Updated from 8:26 a.m. EST.
The Middleton, Wis.-based consumer products company posted adjusted earnings of $1.21 per diluted share, topping analysts' projections of $1.14 per share. Revenue of $1.21 billion slightly missed analysts' forecasts of $1.22 billion.
Earnings increased 19.8% year-over-year due to volume, improved mix, operating efficiencies and lower interest costs, the company said.
"We delivered solid first quarter adjusted EBITDA and adjusted earnings per share growth with strong margin expansion despite a continuation of foreign currency headwinds," CEO Andreas Rouve said in a statement.
"Hardware and home improvement delivered record results, the performance of global batteries and small appliances was excellent and, regionally, Europe, Latin America, Canada and Asia-Pacific reported solid organic adjusted EBITDA growth," he added.
Sales in the hardware and home improvement unit rose 2.2% to $288.8 million over last year. The results were driven by growth in the North American residential security category. Home and garden segment revenue rose 4.4% to $49.8 million year-over-year, driven by double-digit growth in the household insect control category.
Sales in the global batteries and appliances segment were $609.5 million during the period vs. $611.3 million a year ago. Organic net sales increased 2.3% as consumer batteries and small appliances increases more than offset lower personal care net sales.
But the global pet supplies division posted net sales of $194.2 million compared to $203.4 million last year. Revenues from European pet foods and North American companion animal product sales were lower during the period.
Global auto care segment revenue dropped 5.7% to $69.5 million from last year due to the timing of some shipments and U.S. retailer inventory adjustments.
Core category growth was partly offset by the strategic decisions to exit unprofitable businesses and deemphasizing low-margin promotions on Black Friday and during the holidays, executives said on a conference call with analysts.
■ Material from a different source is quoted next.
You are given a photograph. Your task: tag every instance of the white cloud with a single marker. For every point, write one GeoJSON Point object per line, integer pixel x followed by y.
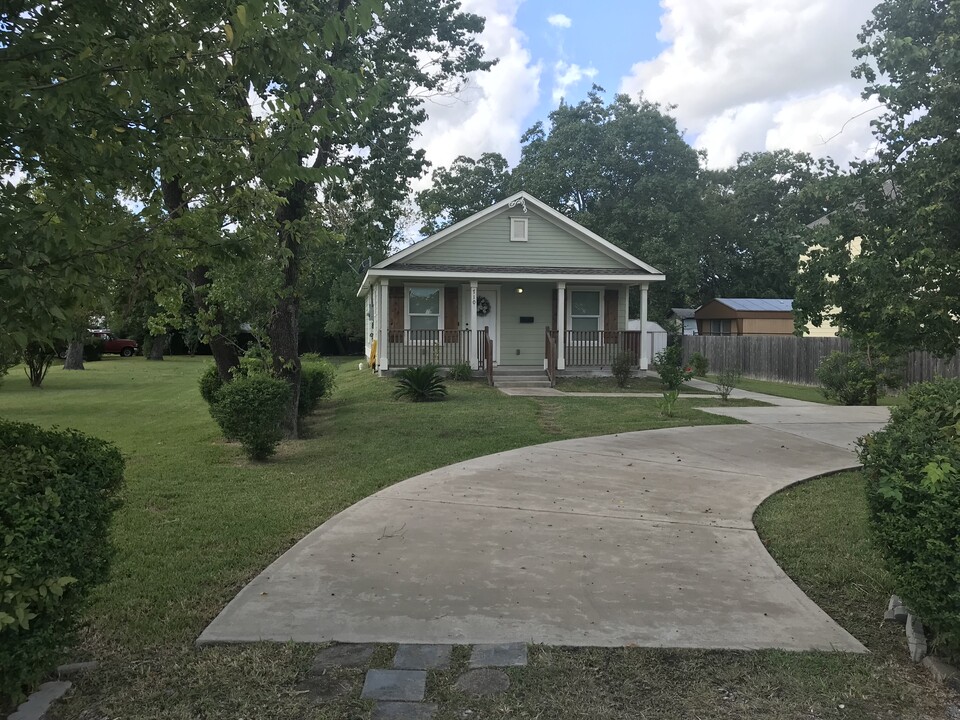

Rouve also said it is premature to speculate about a border adjustment tax because there are "so many unknowns and variations." He noted that all of Spectrum's competitors are in the same situation, so if import taxes are raised, it would likely lead to a chain reaction and higher prices in the market.
Given the high proportion of Spectrum's costs of goods sold (COGS) produced overseas, shares could remain volatile pending further signals from the Trump administration regarding border tax reform, Piper Jaffray analysts said. The firm estimates that the company's COGS are more than 80%.
For fiscal 2017, the maker of George Foreman grills and Nature's Miracle products expects net sales to "grow above category rates." Spectrum also sees negative impact from foreign exchange of about 100 to 150 basis points.